The Opinion Chameleon

A person automatically adopts every opinion, hobby, and preference of whoever they are dating, losing themselves completely in each relationship.

Explanation

With your last partner you were super into hiking and craft beer. With this partner you are suddenly passionate about jazz and minimalism. Your friends have noticed that your personality does a complete factory reset with every new relationship. You laugh it off, but privately you are not sure you could fill out a 'favorites' list without checking who you are currently dating. This is fawning beyond individual moments -- it is identity-level merging. When your trauma response is to become whatever the other person needs, you do not just agree with their restaurant order. You absorb their entire worldview, aesthetic, and value system. It feels like connection and compatibility, but it is actually erasure. You are not falling in love with them -- you are disappearing into them. The relationships feel intense at first because there is zero friction, but they eventually collapse because there is no real second person in the room. Recovery means doing the uncomfortable work of figuring out who you are outside of a relationship. What music do you actually like? What are your real opinions about politics, religion, how to spend a Saturday? These questions can feel terrifyingly blank at first. That blankness is not a personality defect -- it is the scar tissue of years of fawning. Fill it slowly, on your own terms, and resist the urge to crowd-source your identity from your next partner.

Key Takeaway

If your personality changes with every relationship, you are not adaptable -- you are missing.

A Better Approach

A stick figure between relationships, sitting alone with a blank 'About Me' page, choosing to fill it themselves instead of waiting for a partner

The blank page is not a defect. It is an invitation to start fresh.
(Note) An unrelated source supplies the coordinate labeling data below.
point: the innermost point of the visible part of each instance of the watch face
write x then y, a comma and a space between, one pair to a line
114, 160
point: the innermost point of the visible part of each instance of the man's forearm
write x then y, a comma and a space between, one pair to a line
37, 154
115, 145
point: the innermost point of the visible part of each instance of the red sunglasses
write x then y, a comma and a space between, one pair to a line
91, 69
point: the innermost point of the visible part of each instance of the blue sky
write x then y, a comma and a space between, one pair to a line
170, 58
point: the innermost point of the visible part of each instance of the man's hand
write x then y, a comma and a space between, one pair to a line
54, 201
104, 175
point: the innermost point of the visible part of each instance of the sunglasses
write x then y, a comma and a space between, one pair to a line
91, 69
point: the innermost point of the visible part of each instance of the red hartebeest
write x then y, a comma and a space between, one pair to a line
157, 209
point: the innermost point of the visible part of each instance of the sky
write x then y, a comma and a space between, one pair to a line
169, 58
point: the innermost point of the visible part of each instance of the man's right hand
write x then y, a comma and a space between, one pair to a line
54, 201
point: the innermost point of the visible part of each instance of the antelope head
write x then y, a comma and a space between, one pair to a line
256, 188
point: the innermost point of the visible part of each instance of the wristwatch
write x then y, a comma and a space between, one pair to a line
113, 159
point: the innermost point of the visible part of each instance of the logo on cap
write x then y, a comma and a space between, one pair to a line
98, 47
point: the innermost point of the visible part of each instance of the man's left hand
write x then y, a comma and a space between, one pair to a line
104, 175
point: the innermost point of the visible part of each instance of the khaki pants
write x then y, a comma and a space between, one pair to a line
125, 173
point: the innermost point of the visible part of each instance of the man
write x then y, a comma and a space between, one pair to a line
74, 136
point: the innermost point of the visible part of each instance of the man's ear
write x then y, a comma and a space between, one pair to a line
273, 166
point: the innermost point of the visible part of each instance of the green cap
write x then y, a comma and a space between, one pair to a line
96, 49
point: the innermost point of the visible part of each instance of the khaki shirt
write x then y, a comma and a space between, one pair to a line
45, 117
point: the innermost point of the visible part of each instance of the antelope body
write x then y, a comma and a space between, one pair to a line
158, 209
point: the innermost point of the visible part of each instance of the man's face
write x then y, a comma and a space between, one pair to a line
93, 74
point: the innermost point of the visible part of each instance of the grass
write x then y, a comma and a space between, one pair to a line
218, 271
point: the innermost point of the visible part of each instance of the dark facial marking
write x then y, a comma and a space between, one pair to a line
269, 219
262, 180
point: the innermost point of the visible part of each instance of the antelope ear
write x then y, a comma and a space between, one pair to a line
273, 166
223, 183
The figure trying something alone -- a cooking class, a new album, a hike -- with no partner to mirror, just curiosity

Explore without an audience. What do you like when nobody is watching?

The figure in a new relationship, their partner saying 'I love sushi' and the figure responding honestly 'I actually prefer tacos' with a small grin

Disagreement is not rejection. It is proof there are two people in the room.

The figure with a filled-out About Me page, unique and specific, standing confidently next to a partner who has their own distinct page

Two real people. Two real personalities. That is what connection looks like.